HBO comedian John Oliver of “Last Week Tonight” is used to a certain treatment. He gets to poke fun and lash out at anyone he wants and his target takes the beating and Oliver moves on to his next victim. Oliver rarely has to experience any backlash and he seems to enjoy it that way.
But one of his targets actually clapped back in a very creative way, and Oliver doesn’t seem able to handle it.
According to Yahoo, Oliver made the city of Danbury, Connecticut, the victim of a monologue:
On the Aug. 16 episode of Last Week Tonight With John Oliver, while examining racial disparities in jury selection, Oliver went off on a tangent, in which he had some choice words for the city of Danbury, Conn. Oliver was speaking about how a computer error resulted in no jurors being summoned from Hartford and New Britain when he set his sights on Danbury.
“If you’re gonna forget a town in Connecticut, why not forget Danbury?” Oliver asked. “Because, and this is true, f**k Danbury. From its charming Railway Museum to its historic Hearthstone Castle, Danbury, Conn., can eat my whole a**. I know exactly three things about Danbury: USA Today ranked it the second best city to live in in 2015, it was once the center of the American hat industry and if you’re from there, you got a standing invite to come get a thrashing from John Oliver, children included. F**k you.”
When John Oliver talks shit about a city named “Danbury”🤨 pic.twitter.com/eQa0YJBYo1
— Fernando Costa (@Fcosta0) August 18, 2020
The town of Danbury wasn’t going to take that lying down and made a response. They didn’t just tell Oliver where he could stick his monologue, they didn’t give some tired defense about how their town is actually great. They actually decided to rename its sewage plant after the HBO host and made a show of it too.

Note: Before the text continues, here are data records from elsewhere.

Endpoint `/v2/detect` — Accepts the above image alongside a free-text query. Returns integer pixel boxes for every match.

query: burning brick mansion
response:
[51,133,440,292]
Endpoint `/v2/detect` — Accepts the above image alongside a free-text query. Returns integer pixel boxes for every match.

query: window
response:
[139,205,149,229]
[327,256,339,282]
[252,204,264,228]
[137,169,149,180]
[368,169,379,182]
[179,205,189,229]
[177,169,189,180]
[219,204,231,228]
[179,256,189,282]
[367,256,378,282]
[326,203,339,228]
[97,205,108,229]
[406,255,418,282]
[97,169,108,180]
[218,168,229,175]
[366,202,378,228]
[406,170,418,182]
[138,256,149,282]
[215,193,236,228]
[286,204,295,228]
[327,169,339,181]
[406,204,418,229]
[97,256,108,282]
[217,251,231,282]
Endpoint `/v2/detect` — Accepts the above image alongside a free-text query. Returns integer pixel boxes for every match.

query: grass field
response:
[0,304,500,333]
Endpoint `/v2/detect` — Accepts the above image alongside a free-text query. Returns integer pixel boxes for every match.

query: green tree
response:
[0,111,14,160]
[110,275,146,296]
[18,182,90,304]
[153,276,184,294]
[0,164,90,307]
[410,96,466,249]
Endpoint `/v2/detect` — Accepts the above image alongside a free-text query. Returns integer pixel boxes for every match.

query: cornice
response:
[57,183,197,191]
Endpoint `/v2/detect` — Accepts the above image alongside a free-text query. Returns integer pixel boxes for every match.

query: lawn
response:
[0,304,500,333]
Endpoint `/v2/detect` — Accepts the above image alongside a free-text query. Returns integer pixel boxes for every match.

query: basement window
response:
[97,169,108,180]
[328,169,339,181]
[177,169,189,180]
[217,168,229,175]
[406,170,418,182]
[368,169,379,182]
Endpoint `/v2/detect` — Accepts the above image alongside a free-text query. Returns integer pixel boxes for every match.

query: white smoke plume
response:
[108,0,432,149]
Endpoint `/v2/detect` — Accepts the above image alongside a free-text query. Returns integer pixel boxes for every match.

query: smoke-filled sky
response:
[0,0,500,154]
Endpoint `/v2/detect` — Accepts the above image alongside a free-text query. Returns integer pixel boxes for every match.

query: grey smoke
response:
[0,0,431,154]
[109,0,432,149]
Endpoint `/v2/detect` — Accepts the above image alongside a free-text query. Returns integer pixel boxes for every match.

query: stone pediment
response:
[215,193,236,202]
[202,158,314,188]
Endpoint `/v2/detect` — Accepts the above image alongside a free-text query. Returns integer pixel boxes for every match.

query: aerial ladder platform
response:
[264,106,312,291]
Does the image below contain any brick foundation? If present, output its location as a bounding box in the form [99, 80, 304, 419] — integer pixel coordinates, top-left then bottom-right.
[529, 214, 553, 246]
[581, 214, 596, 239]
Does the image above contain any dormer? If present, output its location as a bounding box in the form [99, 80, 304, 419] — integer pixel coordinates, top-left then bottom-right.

Oliver didn’t seem to take this well and responded on Sunday and with some colorful language told the entire town to go f**k themselves:
“I had no idea that calamari was Rhode Island’s official state appetizer,” he said. “It might be the first thing I’ve learned about that state that I’ve actually liked, aside, of course, from the fact that it doesn’t include the city of Danbury, Connecticut. Because, I’ve said it before and I’ll say it again, fuck Danbury. Babies. Elderly. Pets. Buildings. All of you can go fuck yourselves.”
What a champ.
Oliver really showed those Danbury folks by proving them absolutely correct.